Fisherman come from across the country every year to battle some of the countries most renowned table fare. But the question I get the most isn't "how?", nor "when?", rather....it's "where?". The question isn't in desperation in hopes of finding fish. No. The question is about how to chose a location from the many producers. One thing is for sure, every fisherman will remain a fisherman and try to tell you that the other place is better, just to have more fish to themselves.... should you expect anything less?

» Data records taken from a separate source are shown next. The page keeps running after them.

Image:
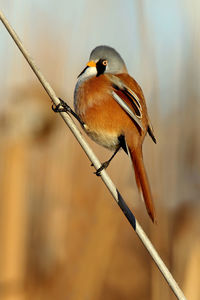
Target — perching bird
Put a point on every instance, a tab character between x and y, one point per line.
111	105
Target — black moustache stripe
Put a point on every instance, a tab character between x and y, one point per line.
83	71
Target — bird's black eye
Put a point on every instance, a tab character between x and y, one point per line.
101	66
104	62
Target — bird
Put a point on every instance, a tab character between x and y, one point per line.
111	107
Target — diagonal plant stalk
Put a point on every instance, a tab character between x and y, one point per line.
106	179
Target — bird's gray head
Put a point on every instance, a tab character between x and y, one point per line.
104	59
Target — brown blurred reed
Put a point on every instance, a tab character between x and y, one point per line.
61	235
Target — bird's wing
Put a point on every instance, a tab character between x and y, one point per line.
132	104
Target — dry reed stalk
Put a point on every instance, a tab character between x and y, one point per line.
106	179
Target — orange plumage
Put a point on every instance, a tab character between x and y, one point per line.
106	120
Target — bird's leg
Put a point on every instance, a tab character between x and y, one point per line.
106	163
64	107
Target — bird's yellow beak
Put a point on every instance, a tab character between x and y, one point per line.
91	64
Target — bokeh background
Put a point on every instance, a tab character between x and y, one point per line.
61	234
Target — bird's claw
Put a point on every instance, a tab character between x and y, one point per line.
61	107
103	167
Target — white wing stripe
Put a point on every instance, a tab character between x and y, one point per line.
127	109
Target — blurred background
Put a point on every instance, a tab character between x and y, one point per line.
61	234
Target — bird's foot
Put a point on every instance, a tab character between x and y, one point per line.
61	107
64	107
103	167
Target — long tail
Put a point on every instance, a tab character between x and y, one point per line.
142	180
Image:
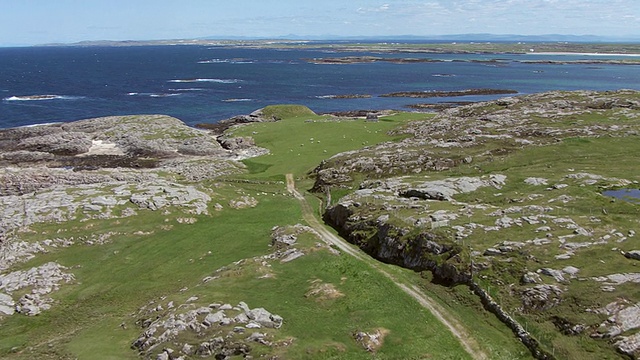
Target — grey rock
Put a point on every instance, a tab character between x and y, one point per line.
556	274
531	278
633	254
214	318
541	297
629	345
7	305
536	181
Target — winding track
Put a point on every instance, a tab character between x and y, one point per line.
457	329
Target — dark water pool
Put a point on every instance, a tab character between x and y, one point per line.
631	195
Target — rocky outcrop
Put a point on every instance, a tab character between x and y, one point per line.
223	330
468	92
385	242
42	281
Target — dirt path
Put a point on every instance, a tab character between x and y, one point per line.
458	330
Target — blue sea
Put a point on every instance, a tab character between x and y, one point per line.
206	84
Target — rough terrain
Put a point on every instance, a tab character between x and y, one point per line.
479	196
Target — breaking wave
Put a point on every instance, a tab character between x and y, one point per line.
229	61
237	100
188	89
42	97
220	81
153	94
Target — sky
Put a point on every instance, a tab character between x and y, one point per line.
30	22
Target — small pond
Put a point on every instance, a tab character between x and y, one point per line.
631	195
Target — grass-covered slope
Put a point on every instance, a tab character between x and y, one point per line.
517	211
140	274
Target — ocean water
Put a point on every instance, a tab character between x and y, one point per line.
206	84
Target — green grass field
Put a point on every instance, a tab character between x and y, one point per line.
94	317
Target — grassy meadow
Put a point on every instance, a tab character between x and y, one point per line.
152	259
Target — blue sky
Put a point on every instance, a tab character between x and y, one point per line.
27	22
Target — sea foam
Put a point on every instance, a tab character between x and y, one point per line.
220	81
42	97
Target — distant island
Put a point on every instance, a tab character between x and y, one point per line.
411	45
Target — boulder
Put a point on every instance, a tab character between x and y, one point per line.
633	254
536	181
541	297
7	305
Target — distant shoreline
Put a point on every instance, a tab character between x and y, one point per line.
580	53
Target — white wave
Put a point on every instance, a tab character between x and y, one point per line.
42	97
230	61
188	89
42	124
221	81
164	95
153	94
237	100
213	61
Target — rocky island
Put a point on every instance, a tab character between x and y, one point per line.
488	233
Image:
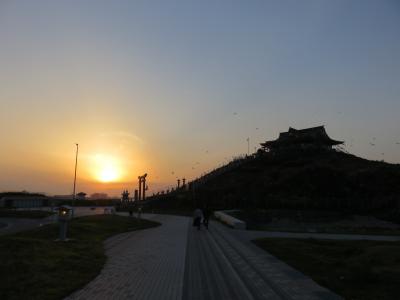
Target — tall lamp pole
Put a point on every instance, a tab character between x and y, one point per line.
76	165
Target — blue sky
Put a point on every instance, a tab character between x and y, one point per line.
186	77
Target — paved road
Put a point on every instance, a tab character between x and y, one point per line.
176	261
251	235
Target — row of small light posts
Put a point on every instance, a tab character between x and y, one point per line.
142	187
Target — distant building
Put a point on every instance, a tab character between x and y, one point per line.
309	138
81	196
24	201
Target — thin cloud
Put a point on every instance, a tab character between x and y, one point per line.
123	134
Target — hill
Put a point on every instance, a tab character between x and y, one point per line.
327	180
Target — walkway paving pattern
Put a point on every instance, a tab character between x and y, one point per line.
176	261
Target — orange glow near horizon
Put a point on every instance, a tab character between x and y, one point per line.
106	168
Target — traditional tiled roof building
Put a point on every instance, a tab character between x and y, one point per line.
309	138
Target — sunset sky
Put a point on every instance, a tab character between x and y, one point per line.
174	88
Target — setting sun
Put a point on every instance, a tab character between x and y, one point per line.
106	168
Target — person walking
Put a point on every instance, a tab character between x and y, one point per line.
197	216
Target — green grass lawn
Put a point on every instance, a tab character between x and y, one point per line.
34	266
29	214
352	269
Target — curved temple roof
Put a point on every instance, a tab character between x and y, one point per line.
314	135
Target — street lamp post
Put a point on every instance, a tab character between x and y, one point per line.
76	165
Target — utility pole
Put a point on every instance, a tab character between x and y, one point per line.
76	166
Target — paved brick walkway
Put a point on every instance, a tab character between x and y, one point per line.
176	261
220	266
146	264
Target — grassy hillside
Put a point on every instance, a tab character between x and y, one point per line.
303	180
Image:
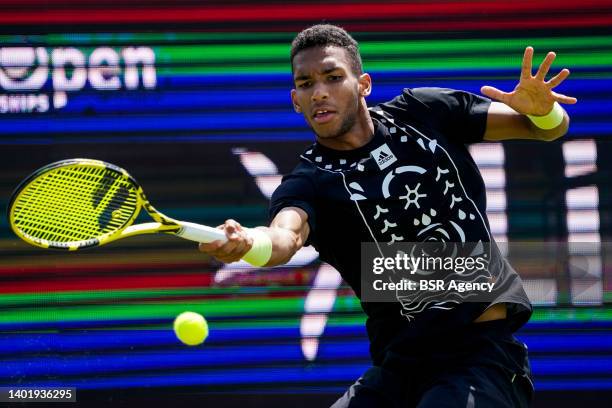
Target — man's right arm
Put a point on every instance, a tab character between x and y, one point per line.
288	232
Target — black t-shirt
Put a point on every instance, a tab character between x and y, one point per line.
413	181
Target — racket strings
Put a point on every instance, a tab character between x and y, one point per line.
75	203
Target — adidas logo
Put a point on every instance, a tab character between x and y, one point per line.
384	156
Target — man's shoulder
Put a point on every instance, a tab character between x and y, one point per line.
420	97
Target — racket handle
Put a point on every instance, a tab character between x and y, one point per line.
200	233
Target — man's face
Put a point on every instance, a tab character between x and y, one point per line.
326	90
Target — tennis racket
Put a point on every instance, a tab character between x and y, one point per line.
80	203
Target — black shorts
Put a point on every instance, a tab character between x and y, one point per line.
483	366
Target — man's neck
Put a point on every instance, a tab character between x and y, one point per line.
358	136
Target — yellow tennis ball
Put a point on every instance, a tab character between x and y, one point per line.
191	328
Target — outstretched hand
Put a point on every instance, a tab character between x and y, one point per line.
533	95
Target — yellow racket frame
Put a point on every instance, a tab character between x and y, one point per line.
30	197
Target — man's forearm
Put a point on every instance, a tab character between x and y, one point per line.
285	243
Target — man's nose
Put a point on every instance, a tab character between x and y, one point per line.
319	93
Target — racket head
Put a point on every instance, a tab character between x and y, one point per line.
74	203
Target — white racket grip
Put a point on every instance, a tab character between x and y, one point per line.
200	233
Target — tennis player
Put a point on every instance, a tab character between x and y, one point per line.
388	174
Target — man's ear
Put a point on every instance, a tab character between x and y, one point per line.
365	84
296	105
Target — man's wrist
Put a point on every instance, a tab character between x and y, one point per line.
261	251
551	120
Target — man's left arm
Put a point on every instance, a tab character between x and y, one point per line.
532	110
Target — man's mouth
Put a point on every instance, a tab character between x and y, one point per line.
323	115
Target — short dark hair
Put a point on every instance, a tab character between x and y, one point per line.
322	35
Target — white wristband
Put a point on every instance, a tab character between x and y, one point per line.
549	121
261	251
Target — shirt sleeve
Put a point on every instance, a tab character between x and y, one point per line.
460	115
296	191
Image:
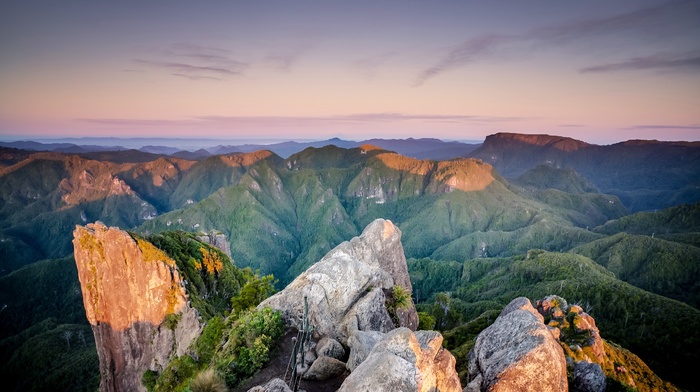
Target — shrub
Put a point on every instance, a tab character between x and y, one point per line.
253	292
248	344
402	297
426	322
149	379
208	381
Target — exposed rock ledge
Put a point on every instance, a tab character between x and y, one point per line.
128	290
517	353
345	289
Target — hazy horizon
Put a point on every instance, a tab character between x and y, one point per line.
601	72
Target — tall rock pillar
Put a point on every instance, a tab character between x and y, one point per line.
129	289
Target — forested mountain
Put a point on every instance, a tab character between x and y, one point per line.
644	174
524	215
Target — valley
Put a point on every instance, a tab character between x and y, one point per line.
615	228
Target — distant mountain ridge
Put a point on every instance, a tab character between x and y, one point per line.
645	175
426	148
470	229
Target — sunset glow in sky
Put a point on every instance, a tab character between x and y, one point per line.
598	71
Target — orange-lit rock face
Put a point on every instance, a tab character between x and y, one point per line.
123	282
129	287
410	165
247	159
463	174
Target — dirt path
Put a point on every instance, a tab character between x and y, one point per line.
278	366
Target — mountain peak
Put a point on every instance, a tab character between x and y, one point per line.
559	142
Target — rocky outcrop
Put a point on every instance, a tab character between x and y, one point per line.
517	353
345	289
405	361
592	360
528	349
129	289
274	385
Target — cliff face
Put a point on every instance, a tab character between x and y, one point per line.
553	347
129	289
346	288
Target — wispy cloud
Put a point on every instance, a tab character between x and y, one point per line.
290	121
189	69
689	61
195	62
284	60
664	126
369	66
672	17
463	54
195	77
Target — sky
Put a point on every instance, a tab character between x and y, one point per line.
597	71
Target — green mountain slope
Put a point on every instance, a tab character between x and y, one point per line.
659	266
645	175
282	216
46	343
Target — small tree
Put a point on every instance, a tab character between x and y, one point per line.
67	335
253	292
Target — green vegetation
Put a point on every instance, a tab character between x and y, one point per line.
208	381
662	267
236	339
212	278
253	292
663	332
470	250
229	349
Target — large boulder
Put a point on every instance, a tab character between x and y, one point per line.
588	377
405	361
330	348
274	385
324	368
517	353
361	344
345	289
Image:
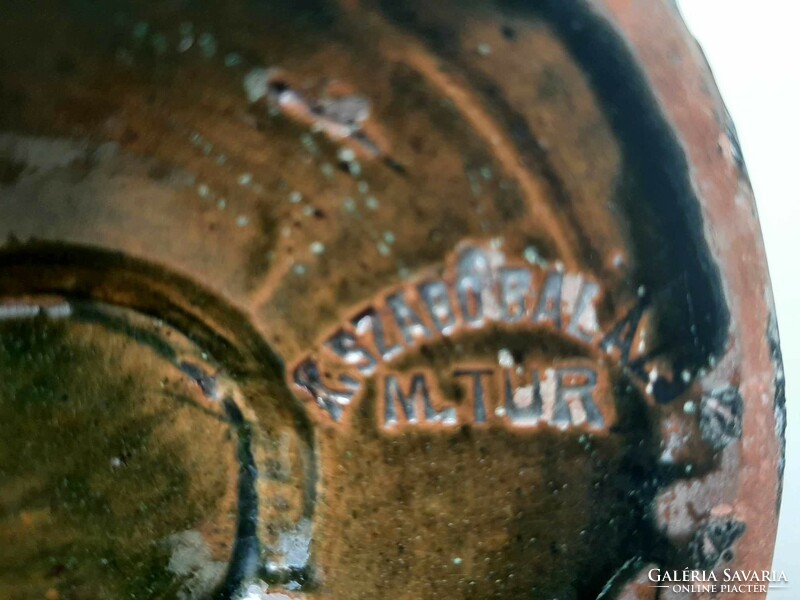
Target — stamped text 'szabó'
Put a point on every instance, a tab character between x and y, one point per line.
480	288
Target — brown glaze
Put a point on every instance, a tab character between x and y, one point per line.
135	171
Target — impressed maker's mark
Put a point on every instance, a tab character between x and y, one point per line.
479	288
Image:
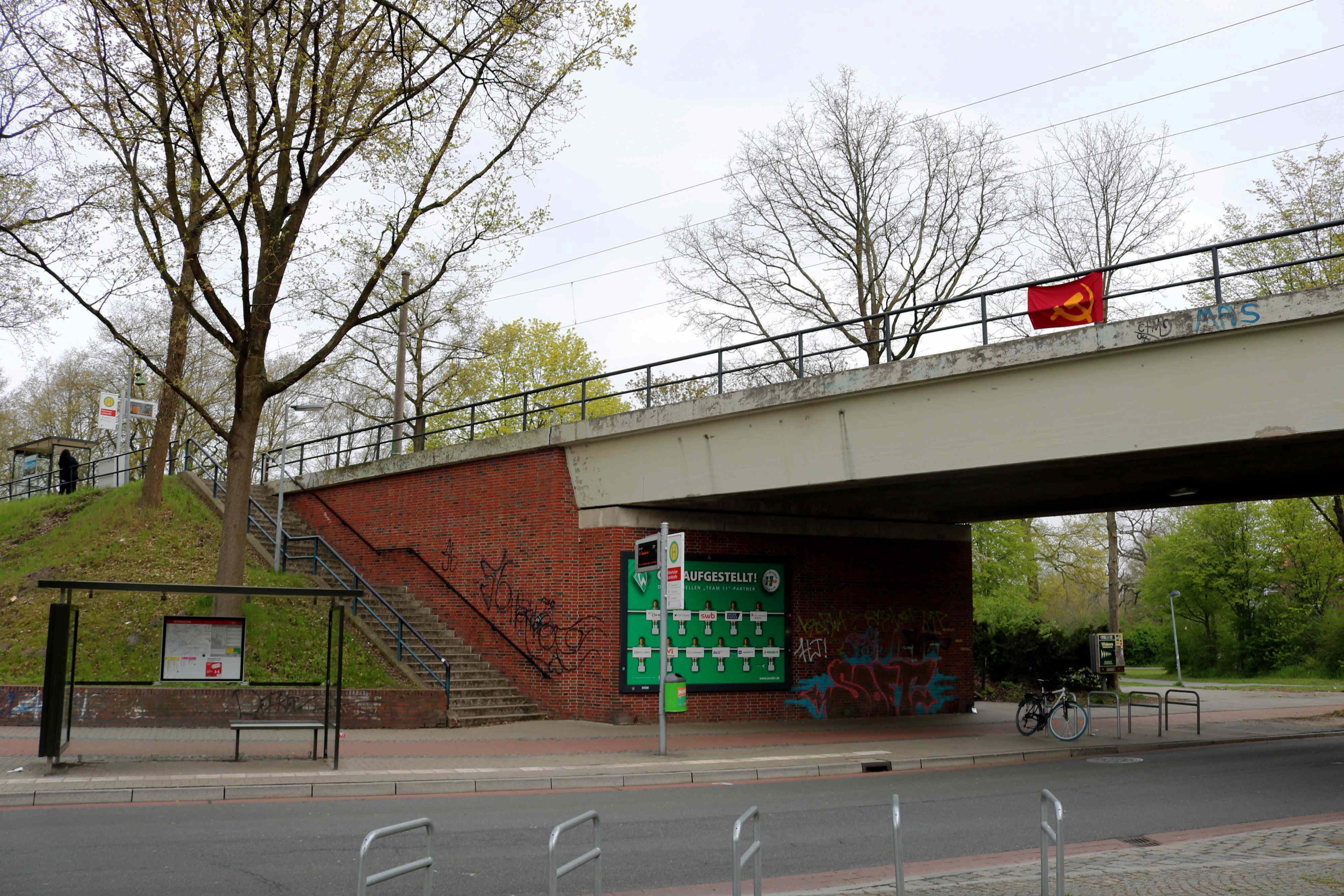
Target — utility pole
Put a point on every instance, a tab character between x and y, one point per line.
400	394
663	640
1113	589
124	425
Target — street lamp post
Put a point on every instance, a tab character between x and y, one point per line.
280	495
1171	601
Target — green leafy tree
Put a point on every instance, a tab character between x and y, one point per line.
527	355
1307	191
1218	559
1003	567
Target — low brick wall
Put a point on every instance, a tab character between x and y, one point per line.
158	707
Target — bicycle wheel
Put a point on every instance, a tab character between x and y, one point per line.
1031	717
1068	721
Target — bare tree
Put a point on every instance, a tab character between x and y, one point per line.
847	209
327	139
1107	191
1104	193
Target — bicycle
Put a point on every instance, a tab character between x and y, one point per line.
1062	712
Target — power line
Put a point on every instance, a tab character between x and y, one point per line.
1240	162
1142	143
1133	56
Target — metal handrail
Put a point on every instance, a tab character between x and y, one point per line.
1052	836
1092	703
430	569
428	863
897	852
879	323
753	852
1158	707
554	875
1167	699
402	625
49	481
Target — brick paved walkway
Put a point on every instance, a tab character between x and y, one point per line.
1307	859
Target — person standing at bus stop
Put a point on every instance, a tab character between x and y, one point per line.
69	472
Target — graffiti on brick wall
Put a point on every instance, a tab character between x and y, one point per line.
889	667
556	645
17	706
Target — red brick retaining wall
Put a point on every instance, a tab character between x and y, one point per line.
113	707
878	626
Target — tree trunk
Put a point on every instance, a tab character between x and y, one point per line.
1034	574
233	540
174	367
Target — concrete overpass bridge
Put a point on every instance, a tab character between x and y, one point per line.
1221	403
834	506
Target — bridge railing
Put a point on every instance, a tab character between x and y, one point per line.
793	355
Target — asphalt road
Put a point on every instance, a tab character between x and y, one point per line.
495	845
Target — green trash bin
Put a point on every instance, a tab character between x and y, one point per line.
674	691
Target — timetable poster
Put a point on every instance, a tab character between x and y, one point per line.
732	636
203	649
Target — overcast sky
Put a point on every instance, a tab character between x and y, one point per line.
706	72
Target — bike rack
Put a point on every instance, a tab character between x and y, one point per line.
428	863
1158	707
896	835
1182	703
1052	836
1092	703
743	858
554	874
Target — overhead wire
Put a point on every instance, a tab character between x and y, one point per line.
1030	171
968	105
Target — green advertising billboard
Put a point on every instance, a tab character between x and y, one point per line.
732	636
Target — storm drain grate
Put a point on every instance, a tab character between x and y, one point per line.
1140	841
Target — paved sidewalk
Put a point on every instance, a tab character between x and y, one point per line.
135	765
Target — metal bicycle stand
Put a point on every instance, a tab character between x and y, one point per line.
1049	805
896	835
1092	703
1158	707
1182	703
428	863
554	875
752	853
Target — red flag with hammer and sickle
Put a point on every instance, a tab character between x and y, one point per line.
1068	304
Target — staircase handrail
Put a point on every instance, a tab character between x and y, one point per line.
354	574
432	570
22	487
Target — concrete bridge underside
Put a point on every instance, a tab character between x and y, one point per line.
1210	405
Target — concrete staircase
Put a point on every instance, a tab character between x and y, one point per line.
479	695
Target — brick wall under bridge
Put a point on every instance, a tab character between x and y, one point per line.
879	625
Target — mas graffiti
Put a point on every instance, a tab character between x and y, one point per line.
871	680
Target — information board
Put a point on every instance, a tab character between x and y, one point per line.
730	637
203	649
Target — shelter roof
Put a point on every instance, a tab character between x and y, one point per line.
48	445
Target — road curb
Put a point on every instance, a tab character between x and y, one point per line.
422	788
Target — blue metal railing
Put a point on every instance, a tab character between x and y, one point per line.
343	574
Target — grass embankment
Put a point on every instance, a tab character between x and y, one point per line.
103	535
1273	680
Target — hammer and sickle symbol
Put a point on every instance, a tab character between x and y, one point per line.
1081	308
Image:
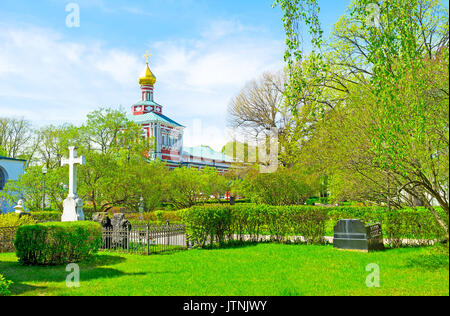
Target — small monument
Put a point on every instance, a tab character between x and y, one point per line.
352	234
73	206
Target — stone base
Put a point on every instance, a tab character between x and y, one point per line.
73	210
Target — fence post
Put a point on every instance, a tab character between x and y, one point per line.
148	239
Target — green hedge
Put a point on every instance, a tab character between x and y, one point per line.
48	216
220	223
57	243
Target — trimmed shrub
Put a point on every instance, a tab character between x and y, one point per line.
8	227
4	286
51	216
14	220
208	223
57	243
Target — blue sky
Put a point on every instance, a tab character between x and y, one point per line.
203	53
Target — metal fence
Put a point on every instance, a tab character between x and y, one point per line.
145	239
7	235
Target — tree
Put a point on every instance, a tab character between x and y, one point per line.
259	106
287	186
185	187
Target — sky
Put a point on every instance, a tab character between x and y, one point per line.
203	54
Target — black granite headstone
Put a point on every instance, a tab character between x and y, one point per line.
352	234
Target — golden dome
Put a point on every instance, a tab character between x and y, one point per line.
149	79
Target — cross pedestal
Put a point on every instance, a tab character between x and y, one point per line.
73	206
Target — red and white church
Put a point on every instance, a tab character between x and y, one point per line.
168	134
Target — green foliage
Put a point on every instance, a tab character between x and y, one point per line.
287	186
383	132
31	188
218	223
57	243
4	286
47	216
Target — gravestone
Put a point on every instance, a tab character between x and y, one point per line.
352	234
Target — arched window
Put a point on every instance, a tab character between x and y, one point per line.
2	178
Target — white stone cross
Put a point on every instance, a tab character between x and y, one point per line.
73	161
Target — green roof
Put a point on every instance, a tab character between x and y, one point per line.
152	117
206	152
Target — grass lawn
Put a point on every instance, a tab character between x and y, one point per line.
263	269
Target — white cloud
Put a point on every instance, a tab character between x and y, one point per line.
46	78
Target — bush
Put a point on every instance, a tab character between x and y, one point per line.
14	220
8	227
220	222
4	286
57	243
205	223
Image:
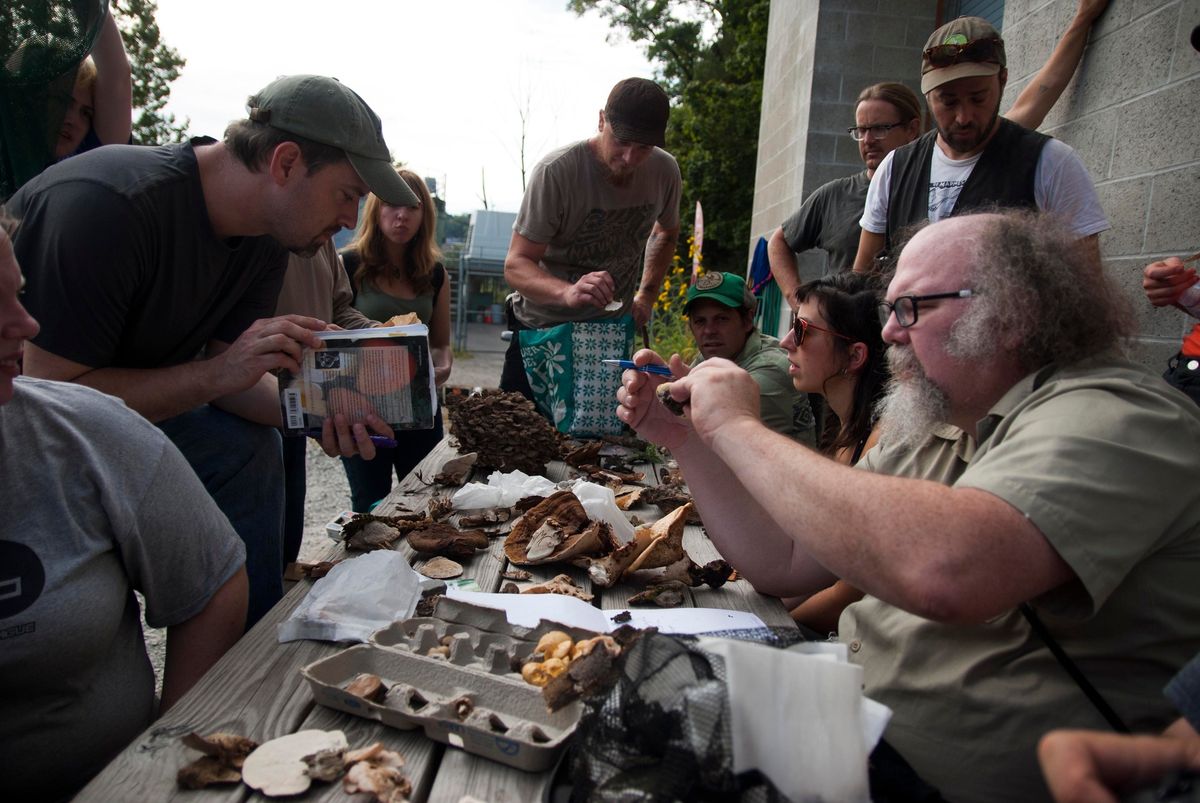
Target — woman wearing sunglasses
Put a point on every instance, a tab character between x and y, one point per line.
835	349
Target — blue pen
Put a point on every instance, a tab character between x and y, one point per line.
660	370
378	439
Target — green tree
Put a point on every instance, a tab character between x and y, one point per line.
154	65
709	59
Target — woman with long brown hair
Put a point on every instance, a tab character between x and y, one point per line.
395	269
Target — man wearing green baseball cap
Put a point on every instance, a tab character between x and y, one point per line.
155	273
720	313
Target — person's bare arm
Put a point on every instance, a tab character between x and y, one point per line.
783	265
160	394
1097	766
439	335
113	91
869	246
949	555
526	276
195	646
1045	88
659	250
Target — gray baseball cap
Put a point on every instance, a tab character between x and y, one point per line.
325	111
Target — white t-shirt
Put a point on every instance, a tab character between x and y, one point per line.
1061	185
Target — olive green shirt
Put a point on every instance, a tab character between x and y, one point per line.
781	405
1104	460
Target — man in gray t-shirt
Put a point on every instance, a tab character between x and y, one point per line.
598	223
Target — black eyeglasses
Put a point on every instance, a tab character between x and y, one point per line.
801	327
858	133
945	55
906	306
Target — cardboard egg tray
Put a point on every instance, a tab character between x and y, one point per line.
473	699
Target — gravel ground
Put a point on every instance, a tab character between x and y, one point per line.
329	492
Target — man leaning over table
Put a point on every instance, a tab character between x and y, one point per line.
97	504
155	273
1079	499
598	225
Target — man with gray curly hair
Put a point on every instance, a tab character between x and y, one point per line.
1078	501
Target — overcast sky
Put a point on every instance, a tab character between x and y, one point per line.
447	77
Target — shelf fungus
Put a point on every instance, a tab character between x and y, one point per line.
448	541
366	532
556	529
277	768
221	762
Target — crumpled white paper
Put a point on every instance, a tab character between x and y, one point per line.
503	490
600	503
801	719
357	598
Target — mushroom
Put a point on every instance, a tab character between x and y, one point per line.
277	768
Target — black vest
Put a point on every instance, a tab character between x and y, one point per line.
1003	177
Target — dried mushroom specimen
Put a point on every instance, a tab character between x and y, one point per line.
369	687
447	540
555	529
505	430
277	768
559	585
377	771
366	532
664	394
456	469
221	762
441	568
669	594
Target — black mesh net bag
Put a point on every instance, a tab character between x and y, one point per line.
663	731
41	46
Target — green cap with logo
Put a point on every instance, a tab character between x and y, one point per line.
727	289
325	111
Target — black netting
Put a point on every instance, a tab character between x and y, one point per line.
41	47
663	732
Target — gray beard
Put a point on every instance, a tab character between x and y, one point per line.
912	405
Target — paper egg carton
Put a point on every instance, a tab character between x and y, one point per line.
473	699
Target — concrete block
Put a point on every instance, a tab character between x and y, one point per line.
1125	203
1093	138
1186	61
1125	66
1158	131
1174	221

It would be no surprise to report that Tillamook Bay is a hot spot, just try to count the number of boats in the bay on an October morning. And it should be not surprise to suggest that the Rogue river is as popular to the fellow bank angler as any stretch of drifts in the Northwest, just ask Grant Martinesen about his 71 lb. Chinook he distroyed a fly on! Oregon has at least another dozen rivers that produce 30+ lbs kings, including the Columbia, the Willamette, the Salmon, the Trask, the Siletz, the Umpqua, the Elk, the Sixes, and the Chetco....not to mention three other rivers that I just happen to fail to mention for selfish reason. One thing is for sure these days, it's not necessarily where you go anymore...it's "How long may I stay dear?"